I took advantage of the extra low tide yesterday, by wading out to a coral ledge in the water. 
It was the kind of water hunting situation where you need a snorkel and mask to help you retrieve targets. 
Bobbing and fanning for targets in cracks and holes in the ledge, instead of using a long handled scoop. 
I found two silver rings, three silver dimes and an 18K gold wedding band using my Minelab Excalibur II. 

If you can get far enough out to search offshore ledges, they can be productive areas as they are only accessible to metal detect during extra low tides. 
I took a flat head screwdriver and a pair of needle nose pliers to help me recover coins and jewelry stuck in the cracks and holes along the ledge.

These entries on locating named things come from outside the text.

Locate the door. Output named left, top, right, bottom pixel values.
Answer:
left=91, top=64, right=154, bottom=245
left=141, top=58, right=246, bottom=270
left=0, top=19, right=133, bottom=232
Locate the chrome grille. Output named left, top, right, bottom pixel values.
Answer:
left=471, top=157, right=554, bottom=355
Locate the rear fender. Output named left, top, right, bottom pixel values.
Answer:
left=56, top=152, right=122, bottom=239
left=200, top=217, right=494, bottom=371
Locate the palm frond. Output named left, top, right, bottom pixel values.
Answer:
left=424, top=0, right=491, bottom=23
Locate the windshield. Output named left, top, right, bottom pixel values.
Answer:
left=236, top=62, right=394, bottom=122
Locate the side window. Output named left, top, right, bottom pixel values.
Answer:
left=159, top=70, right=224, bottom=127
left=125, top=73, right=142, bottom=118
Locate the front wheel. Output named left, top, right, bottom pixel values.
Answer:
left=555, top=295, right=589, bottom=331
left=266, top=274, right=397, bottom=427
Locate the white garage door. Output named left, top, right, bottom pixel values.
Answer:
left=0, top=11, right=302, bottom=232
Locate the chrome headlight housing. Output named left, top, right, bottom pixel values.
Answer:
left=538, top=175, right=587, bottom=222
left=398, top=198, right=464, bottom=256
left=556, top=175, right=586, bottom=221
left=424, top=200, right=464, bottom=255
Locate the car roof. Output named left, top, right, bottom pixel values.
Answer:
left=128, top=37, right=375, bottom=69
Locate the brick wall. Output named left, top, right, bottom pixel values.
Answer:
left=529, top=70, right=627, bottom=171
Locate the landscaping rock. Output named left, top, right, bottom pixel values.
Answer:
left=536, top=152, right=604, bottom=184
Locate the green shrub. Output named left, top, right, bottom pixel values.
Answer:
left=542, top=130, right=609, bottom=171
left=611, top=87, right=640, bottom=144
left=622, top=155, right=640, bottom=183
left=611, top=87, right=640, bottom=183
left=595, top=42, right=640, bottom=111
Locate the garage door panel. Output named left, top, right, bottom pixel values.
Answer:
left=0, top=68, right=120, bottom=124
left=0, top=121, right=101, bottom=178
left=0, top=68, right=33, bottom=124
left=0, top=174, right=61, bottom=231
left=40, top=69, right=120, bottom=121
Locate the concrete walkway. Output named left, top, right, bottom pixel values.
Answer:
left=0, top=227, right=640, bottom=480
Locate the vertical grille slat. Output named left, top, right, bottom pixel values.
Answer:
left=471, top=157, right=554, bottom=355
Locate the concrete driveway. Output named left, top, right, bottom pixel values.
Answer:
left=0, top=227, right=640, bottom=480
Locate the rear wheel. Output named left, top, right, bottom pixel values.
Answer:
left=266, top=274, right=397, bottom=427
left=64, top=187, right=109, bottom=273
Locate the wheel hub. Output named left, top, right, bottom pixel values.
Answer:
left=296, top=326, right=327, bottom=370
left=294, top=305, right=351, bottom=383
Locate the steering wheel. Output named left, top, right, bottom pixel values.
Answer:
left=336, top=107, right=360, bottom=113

Because of the location of yesterdays ledge, all of my afternoon finds were probably lost by swimmers out in the normally deep water.  
Many water hunters do not have the patience to search ledges, but as you can see by the photo sometimes it pays to leave your scoop behind and try a different style of water hunting.
Anytime you can do something a little different from other water hunters in your area, you stand a chance of finding something good. 
Local knowledge of your beaches and any unusual coral or rock formations inside the water  will certainly help.
Using a metal detector with a small search coil is also important when spending time bobbing and fanning targets. 
The small search coil becomes your pin pointer in this type of underwater metal detecting situation. 
The more targets you can successfully recover the better, off shore ledge hunting is only possible during the low tide unless you scuba dive.
Ledge hunting is just another example of metal detecting outside the box.